NF ISO 3534-3, Statistique - Vocabulaire et symboles - Partie 3 : Plans d'expériences, AFNOR, Ed. Paris, Juin 2013, 96 pages.
Dans la série ISO 3534, on trouve trois opus très riches en définitions, que ce soit dans le domaine des statistiques et des probabilités, dans le domaine de la statistique appliquée et dans le domaine des plans d'expériences.

La dernière version de la norme ISO 3534-3 est, à mon sens, très complète et la cohérence des différentes définitions est fortement appréciable. La mise en pages sur deux colonnes permet de juxtaposer la définition en langue française et la définition en langue anglaise. D'inspiration très agronomique (le "s" dans la locution "plan d'expérience" est absent dans la définition, mais présent dans le titre de la norme !), les définitions sont naturellement applicables dans de nombreux domaines.

Les plans pour l'étude de mélanges, encore appelés plans d'expériences avec mélanges font encore office de parent pauvre, puisque un seul et unique paragraphe de quinze lignes leur est consacré ! Et dans ce paragraphe, il convient de considérer une longue note tentant de résumer un exemple. Il faudra donc se contenter ici d'une définition, assez restrictive, indiquant que nous sommes en présence de plans d'expériences élaborés pour traiter la situation dans laquelle la somme des variables de prédiction est égale à une quantité fixée. Cela exclut donc d'une part bon nombre de stratégies autres que la stratégie de type Component Proportions et d'autre part, la possibilité de prendre en compte toutes les extensions de la matrice dexpériences, sous forme de produits par exemple, nécessaires dans les formes canoniques de degré supérieur à un.

Cette norme est suffisamment riche par ailleurs pour que l'on puisse pardonner aux auteurs quelques oublis ou inexactitudes dans le domaine des plans de mélange. Il s'agit là d'un véritable document de référence pour qui a besoin d'un dictionnaire cohérent et dans l'ensemble fort rigoureux de nombreux termes appliqués aux plans d'expériences.
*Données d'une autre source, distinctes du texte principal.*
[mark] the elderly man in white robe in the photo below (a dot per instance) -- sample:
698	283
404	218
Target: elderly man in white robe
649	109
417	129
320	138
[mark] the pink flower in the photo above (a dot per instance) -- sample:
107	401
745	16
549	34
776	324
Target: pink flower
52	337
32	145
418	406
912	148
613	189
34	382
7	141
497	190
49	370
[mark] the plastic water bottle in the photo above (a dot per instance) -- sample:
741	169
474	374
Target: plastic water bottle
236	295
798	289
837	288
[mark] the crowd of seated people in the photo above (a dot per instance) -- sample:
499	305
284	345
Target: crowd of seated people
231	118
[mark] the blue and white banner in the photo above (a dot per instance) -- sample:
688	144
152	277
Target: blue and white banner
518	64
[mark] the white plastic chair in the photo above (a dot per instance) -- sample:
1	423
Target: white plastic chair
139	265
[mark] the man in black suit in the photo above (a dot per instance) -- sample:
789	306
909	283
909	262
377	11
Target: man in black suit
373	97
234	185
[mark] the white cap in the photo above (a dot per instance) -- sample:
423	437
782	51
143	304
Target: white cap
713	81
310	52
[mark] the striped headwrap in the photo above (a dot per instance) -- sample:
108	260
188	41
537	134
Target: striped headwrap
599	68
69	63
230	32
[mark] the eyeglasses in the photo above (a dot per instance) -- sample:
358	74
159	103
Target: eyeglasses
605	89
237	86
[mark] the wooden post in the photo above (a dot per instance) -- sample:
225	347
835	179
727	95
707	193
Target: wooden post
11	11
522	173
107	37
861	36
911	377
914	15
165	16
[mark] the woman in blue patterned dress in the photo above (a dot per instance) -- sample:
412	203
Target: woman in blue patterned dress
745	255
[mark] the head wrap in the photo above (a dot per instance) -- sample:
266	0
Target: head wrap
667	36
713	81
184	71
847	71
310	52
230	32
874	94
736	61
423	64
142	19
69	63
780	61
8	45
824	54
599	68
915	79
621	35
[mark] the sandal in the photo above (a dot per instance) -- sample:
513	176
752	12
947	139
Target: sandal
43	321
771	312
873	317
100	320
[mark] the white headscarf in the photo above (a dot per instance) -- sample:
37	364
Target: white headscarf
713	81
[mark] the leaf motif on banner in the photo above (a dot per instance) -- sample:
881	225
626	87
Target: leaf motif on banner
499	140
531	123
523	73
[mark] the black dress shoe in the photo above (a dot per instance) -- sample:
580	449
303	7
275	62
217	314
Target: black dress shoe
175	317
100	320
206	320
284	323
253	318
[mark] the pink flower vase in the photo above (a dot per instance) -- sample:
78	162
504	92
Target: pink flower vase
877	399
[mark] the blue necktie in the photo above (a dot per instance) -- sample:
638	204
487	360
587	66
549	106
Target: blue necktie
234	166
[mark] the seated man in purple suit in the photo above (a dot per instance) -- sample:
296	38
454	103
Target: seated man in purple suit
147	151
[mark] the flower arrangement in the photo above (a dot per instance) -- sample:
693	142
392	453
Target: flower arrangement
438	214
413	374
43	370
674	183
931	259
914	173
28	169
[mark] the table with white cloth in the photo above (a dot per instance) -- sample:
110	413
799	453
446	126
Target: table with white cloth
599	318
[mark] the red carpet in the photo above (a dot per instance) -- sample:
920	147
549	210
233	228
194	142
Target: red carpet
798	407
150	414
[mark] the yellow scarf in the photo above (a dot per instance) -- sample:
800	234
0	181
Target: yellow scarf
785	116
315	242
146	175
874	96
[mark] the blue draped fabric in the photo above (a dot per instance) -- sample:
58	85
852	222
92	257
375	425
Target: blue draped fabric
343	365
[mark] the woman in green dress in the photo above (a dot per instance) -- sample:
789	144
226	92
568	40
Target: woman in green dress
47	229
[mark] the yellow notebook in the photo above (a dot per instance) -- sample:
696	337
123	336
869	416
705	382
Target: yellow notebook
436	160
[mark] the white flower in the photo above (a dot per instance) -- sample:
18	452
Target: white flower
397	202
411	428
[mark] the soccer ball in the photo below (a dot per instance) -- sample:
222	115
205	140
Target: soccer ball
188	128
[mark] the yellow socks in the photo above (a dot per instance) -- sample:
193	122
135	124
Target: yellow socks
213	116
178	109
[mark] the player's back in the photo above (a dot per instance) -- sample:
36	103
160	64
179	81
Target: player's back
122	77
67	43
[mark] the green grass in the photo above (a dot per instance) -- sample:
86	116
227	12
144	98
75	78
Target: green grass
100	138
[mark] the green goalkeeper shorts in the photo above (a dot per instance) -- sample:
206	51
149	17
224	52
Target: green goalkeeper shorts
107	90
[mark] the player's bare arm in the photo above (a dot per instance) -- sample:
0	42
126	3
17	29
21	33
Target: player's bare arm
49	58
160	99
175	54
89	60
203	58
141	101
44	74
En conclusion, on pourra regretter que le prix de vente de ces différents documents soit très élevé et dépasse largement celui de livres de référence, pourtant plus volumineux, dans bien des domaines d'application des plans d'expériences en général et des plans de mélange en particulier. Cela représente nécessairement un frein à la diffusion de tels documents, que ce soit en milieu universitaire ou en milieu industriel. On limite hélas ainsi, pour raisons économiques que l'on a du mal à percevoir de façon apparente, l'accès à la culture de la normalisation et à son riche patrimoine.